Said pain and confusion is amplified in these stages, and in all stages to an extent, by the various missions Shadow is assigned, most of which involve reaching an objective at the end of a stage, finding certain objects during a stage, or destroying all enemy forces in said stage. While certainly palpable if not particularly interesting in concept, problems naturally emerge when it comes to missing any criteria throughout a stage before the end, and the game’s solution to that it to allow the player to backtrack to previous checkpoints. An acceptable solution, but one that led to a few bitter instances of blind backtracking for me, as I desperately tried to find what I missed in the stage.
They are mostly manageable aside from that, but some of them are truly obnoxious in their vary nature, such as the mission to remove thirty bombs from Mad Matrix, a mission that took me 18 blasted minutes to do. Two missions belonging to The Doom, which involve defeating the highest number of enemies in any given stage, in a maze, and needing to find and heal scientists using oversized capsules that need to be slowly carried to and imprecisely thrown at their bodies in order to work. Or The Ark, a flight based stage that just sounds bad on paper, and is worse in execution.
Moving on, I remember this game never being much of a looker, and even with anti-aliasing and such, the game still doesn’t look better than a late era Dreamcast title. One with the muddy textures, simple lighting, low-polygon models, and generally murky stages that try to be dark and dreary conceptually, but come across as dull more than anything. The new enemy designs do not fare well either, the few human models in the game look just as bad as the returning president from Sonic Adventure 2, and cutscene animations can almost comically janky and awkward.

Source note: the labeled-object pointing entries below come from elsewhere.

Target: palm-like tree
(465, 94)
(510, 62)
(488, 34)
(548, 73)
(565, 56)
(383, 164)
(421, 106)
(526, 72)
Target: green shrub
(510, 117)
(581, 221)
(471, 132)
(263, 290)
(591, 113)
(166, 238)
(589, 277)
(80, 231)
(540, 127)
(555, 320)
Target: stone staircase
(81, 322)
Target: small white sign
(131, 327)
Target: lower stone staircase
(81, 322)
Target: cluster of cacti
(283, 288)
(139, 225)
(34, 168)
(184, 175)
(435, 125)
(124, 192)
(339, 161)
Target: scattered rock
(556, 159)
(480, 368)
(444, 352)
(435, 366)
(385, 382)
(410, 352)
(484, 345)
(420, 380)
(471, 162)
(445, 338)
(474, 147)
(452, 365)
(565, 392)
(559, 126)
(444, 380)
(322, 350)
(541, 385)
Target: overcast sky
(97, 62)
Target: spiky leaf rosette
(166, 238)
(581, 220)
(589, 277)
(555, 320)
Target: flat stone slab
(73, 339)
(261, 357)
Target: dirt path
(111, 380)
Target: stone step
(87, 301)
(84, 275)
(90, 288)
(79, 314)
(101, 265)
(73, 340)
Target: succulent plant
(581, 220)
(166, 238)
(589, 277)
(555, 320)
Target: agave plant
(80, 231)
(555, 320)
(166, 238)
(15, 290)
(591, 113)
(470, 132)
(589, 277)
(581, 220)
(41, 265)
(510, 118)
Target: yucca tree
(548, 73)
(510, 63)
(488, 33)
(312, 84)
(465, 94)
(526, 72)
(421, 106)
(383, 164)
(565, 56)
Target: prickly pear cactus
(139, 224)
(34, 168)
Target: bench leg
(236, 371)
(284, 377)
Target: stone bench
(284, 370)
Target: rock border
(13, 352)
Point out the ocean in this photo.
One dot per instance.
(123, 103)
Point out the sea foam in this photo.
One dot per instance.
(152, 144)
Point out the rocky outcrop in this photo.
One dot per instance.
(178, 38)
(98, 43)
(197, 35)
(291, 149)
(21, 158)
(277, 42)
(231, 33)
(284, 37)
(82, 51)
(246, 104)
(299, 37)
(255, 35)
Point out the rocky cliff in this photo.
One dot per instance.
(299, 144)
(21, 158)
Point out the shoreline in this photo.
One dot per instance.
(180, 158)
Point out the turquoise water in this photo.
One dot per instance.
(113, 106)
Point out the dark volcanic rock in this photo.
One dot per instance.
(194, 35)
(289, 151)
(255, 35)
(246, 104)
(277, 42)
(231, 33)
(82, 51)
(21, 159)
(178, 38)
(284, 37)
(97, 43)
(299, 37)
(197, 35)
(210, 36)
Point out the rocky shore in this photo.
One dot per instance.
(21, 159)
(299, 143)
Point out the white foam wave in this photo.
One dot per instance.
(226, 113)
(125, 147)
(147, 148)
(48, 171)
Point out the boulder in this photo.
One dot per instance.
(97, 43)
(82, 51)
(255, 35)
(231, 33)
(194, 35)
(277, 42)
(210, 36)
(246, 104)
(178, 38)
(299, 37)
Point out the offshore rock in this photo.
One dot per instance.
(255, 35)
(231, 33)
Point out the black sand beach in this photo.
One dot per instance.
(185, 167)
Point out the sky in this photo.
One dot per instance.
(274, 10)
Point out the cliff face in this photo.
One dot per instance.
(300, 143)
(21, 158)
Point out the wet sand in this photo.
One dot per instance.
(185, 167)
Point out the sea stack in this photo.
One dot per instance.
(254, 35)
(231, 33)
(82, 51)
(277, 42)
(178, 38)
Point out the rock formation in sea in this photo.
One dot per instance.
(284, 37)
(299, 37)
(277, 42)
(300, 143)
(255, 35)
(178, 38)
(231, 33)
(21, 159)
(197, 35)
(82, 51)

I wish that I could at least look at the music highly, but despite retaining the same talent as prior games of this era, the soundtrack is very limited in its tone, and most tracks tend to be pretty good, but not very memorable. That is, excluding the few vocal tracks that are scattered throughout the game, by which I mean they only exist in the credits. It’s a damn shame too, as they represent the angsty edge that I desperately wish this game wore on its sleeve like a garish tattoo a 14-year-old got by using a fake ID.
There are a lot of sour notes with Shadow The Hedgehog, not a whole lot of high points, but a lot of alright points that keep this game at a pretty average level. While I can view it as a solid 3D Sonic title, a lot about its structure is lacking, and the more I think about its story, the more upset I get by the sheer futility of its entirety. There is some fun to be had, just not as much as the mainline 3D Sonic games that came before it. In fact, its a game that’s probably more fun to think about and play pretend with over actually playing it.